これは、ハイレバレッジに限った事ではないようですが、資金が少ない場合には、どうしてもハイレバレッジ設定にしなければ儲けが生まれないといったデメリットがある外国為替証拠金取引では、こうした失敗をする人が多く存在するのも事実のようです。

正確な取引にする為の方法

正確な取引をする為には、無理をしないという事が大前提にあります。自分のレベルに合ったレバレッジ設定と、資金を用いる事が大切です。また、レバレッジ設定は会社ごとに違っていますし、資金額も会社ごとに違います。無理なく始められるレベルのレベレッジと資金額を設定している会社を見つける事も、正確な取引を行う為の大切な要因です。

 

更に、ハイレバレッジにしない事も対策のひとつと言えるでしょう。儲けを得るのは、取引において重要な事です。しかし、儲けを求めるあまり、自分のレベルや損失の可能性が見えていなければ、安全に取引する事は出来ません。どうしてもハイレバレッジでの取引をしたいならば、数分単位のデイトレードにするべきです。スワップ金利を狙わない事が、正確な取引に結びつくでしょう。
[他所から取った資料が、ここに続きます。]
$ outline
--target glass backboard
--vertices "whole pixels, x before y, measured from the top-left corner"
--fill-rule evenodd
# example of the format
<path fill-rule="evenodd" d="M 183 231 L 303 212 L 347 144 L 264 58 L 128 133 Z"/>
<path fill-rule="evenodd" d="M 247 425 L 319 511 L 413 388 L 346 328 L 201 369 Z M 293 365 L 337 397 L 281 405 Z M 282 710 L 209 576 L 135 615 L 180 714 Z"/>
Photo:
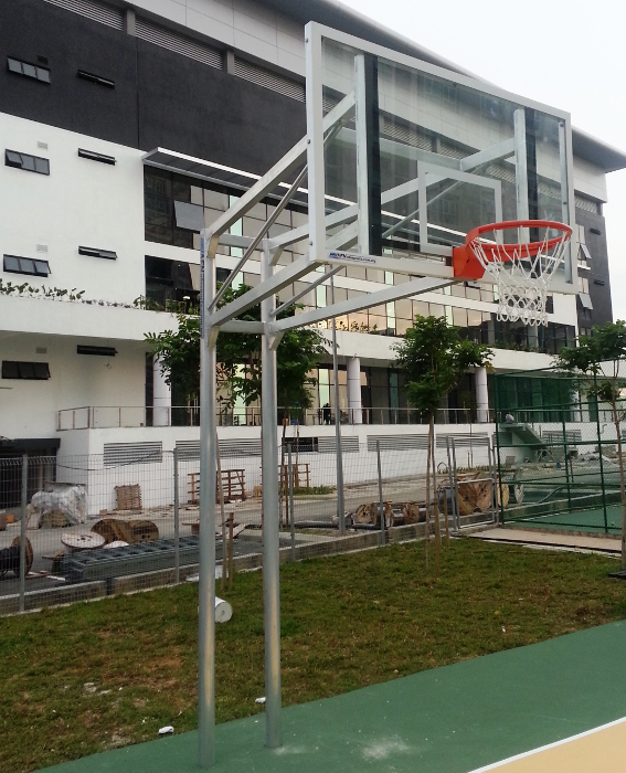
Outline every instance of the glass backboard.
<path fill-rule="evenodd" d="M 323 205 L 318 181 L 310 210 L 323 220 L 311 222 L 317 251 L 449 266 L 476 226 L 571 224 L 567 114 L 328 28 L 307 30 L 308 93 L 321 96 L 307 100 L 308 136 L 323 158 Z M 575 245 L 558 292 L 575 292 L 572 254 Z"/>

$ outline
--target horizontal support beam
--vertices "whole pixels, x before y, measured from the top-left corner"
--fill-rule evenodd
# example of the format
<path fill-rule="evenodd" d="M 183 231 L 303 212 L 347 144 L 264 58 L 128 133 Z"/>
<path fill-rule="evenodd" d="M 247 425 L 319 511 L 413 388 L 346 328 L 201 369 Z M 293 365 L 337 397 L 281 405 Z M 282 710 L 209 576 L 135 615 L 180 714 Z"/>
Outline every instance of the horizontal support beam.
<path fill-rule="evenodd" d="M 396 274 L 410 276 L 435 276 L 442 279 L 454 279 L 454 268 L 438 261 L 425 261 L 412 257 L 391 257 L 390 255 L 357 255 L 351 252 L 328 251 L 327 262 L 330 265 L 365 266 L 367 268 L 382 268 Z"/>
<path fill-rule="evenodd" d="M 225 247 L 241 247 L 245 250 L 252 244 L 252 236 L 237 236 L 234 233 L 223 233 L 220 236 L 220 244 Z"/>
<path fill-rule="evenodd" d="M 283 289 L 283 287 L 286 287 L 287 285 L 290 285 L 299 279 L 301 276 L 305 276 L 305 274 L 311 272 L 317 265 L 318 264 L 315 261 L 311 262 L 309 260 L 308 255 L 300 257 L 298 261 L 285 266 L 285 268 L 277 274 L 274 274 L 274 276 L 269 277 L 269 279 L 262 282 L 256 287 L 253 287 L 253 289 L 248 290 L 238 298 L 235 298 L 235 300 L 231 300 L 227 306 L 223 306 L 214 314 L 208 314 L 206 326 L 221 327 L 229 320 L 233 319 L 233 317 L 243 314 L 248 308 L 252 308 L 262 300 L 265 300 L 265 298 L 269 298 L 272 295 L 278 293 Z"/>
<path fill-rule="evenodd" d="M 305 314 L 298 314 L 295 317 L 287 317 L 286 319 L 278 319 L 276 322 L 273 322 L 269 326 L 269 330 L 270 332 L 280 332 L 282 330 L 290 330 L 291 328 L 315 325 L 315 322 L 321 322 L 323 319 L 341 317 L 344 314 L 352 314 L 353 311 L 361 311 L 362 309 L 370 308 L 371 306 L 388 304 L 391 300 L 409 298 L 412 295 L 421 295 L 422 293 L 431 293 L 439 287 L 447 287 L 447 285 L 455 284 L 456 282 L 458 282 L 458 279 L 432 278 L 405 282 L 403 285 L 385 287 L 385 289 L 378 290 L 376 293 L 370 293 L 369 295 L 362 295 L 358 298 L 342 300 L 339 304 L 333 304 L 332 306 L 327 306 L 326 308 L 306 311 Z"/>
<path fill-rule="evenodd" d="M 265 332 L 265 325 L 263 322 L 252 322 L 246 319 L 231 319 L 229 322 L 222 325 L 220 332 L 262 333 Z"/>

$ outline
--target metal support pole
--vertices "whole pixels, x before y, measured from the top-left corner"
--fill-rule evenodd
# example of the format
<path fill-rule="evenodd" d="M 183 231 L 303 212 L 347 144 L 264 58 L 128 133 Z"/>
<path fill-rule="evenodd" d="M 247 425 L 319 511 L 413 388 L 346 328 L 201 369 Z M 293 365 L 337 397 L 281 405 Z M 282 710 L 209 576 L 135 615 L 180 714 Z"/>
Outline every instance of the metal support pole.
<path fill-rule="evenodd" d="M 381 517 L 381 547 L 384 544 L 384 502 L 382 498 L 381 442 L 376 441 L 376 460 L 379 465 L 379 513 Z"/>
<path fill-rule="evenodd" d="M 198 748 L 200 767 L 215 764 L 215 467 L 217 330 L 205 317 L 215 295 L 215 260 L 201 246 L 200 345 L 200 578 L 198 587 Z"/>
<path fill-rule="evenodd" d="M 450 456 L 450 438 L 449 435 L 446 435 L 446 453 L 448 455 L 448 483 L 450 487 L 450 507 L 452 507 L 452 517 L 453 517 L 453 532 L 456 532 L 456 521 L 455 521 L 455 496 L 454 496 L 454 483 L 453 483 L 453 470 L 452 470 L 452 456 Z M 445 494 L 445 490 L 444 490 Z M 447 495 L 446 496 L 446 501 L 447 501 Z M 447 508 L 446 508 L 447 509 Z M 448 516 L 446 516 L 446 519 Z"/>
<path fill-rule="evenodd" d="M 335 282 L 330 277 L 330 303 L 335 305 Z M 346 501 L 343 497 L 343 452 L 341 449 L 341 411 L 339 410 L 339 364 L 337 362 L 337 324 L 332 317 L 332 373 L 335 377 L 335 444 L 337 446 L 337 519 L 339 536 L 346 534 Z"/>
<path fill-rule="evenodd" d="M 491 438 L 488 441 L 487 454 L 489 456 L 489 478 L 490 478 L 490 505 L 491 505 L 491 521 L 498 522 L 498 508 L 496 507 L 496 448 L 491 446 Z"/>
<path fill-rule="evenodd" d="M 593 382 L 594 386 L 597 386 L 597 374 L 594 373 L 593 375 Z M 588 398 L 587 398 L 588 400 Z M 606 516 L 606 481 L 604 479 L 604 463 L 602 459 L 602 431 L 600 428 L 600 401 L 596 398 L 596 404 L 595 404 L 595 426 L 596 426 L 596 434 L 597 434 L 597 455 L 600 457 L 600 479 L 602 481 L 602 510 L 604 515 L 604 533 L 608 534 L 608 519 Z M 587 413 L 590 410 L 590 403 L 587 402 Z"/>
<path fill-rule="evenodd" d="M 291 467 L 291 444 L 287 444 L 287 465 L 289 469 L 289 528 L 291 530 L 291 561 L 296 560 L 296 521 L 294 515 L 294 468 Z"/>
<path fill-rule="evenodd" d="M 22 456 L 22 520 L 20 522 L 20 612 L 24 611 L 26 591 L 26 500 L 29 484 L 29 457 Z"/>
<path fill-rule="evenodd" d="M 261 280 L 274 273 L 267 243 L 261 261 Z M 276 300 L 261 303 L 261 321 L 266 330 Z M 276 405 L 276 349 L 268 331 L 261 337 L 262 438 L 263 438 L 263 615 L 265 626 L 265 745 L 277 749 L 280 741 L 280 578 L 278 521 L 278 411 Z"/>
<path fill-rule="evenodd" d="M 174 464 L 174 583 L 180 582 L 180 521 L 179 521 L 179 493 L 178 493 L 178 448 L 173 451 Z"/>
<path fill-rule="evenodd" d="M 456 445 L 454 437 L 450 438 L 452 451 L 453 451 L 453 476 L 454 476 L 454 498 L 453 498 L 453 512 L 454 512 L 454 529 L 458 534 L 460 531 L 460 515 L 458 510 L 458 476 L 456 472 Z"/>
<path fill-rule="evenodd" d="M 567 485 L 567 507 L 570 508 L 570 512 L 572 512 L 572 489 L 571 489 L 571 481 L 570 481 L 570 462 L 567 459 L 567 435 L 566 435 L 566 430 L 565 430 L 565 412 L 563 411 L 563 407 L 561 406 L 561 426 L 563 427 L 563 464 L 565 465 L 565 483 Z"/>

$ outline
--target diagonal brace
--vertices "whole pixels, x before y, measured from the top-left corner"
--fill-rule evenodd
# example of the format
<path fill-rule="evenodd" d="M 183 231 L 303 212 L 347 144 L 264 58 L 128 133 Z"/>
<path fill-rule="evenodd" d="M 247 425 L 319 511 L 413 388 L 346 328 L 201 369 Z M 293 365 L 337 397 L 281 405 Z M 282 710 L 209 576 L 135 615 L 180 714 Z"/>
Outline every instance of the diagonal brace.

スワップ金利を狙うのならば、レバレッジを下げ、1円、2円といった変動でも損失しない取引を行う事が大切です。また、スワップ金利狙いだと長期保有する必要が出てくる為、チャートやポジションの推移を分析し、変動の少ない取引を行うと良いでしょう。損失が出た場合には、会社からロスカットされる前に、自分でロスカットする勇気を持つ事も大切です。ロスカットする勇気がないと、ナンピンなどを繰り返し、傷口を悪化させる事になります。あがくよりも潔さが、外国為替証拠金取引には大切です。

正確で安全な取引を行う為にも、自分のレベルをしっかりと把握し、無理をしない取引を行うと共に、外国為替証拠金取引に必要な知識をしっかりと身に付ける事が、安全な取引となるでしょう。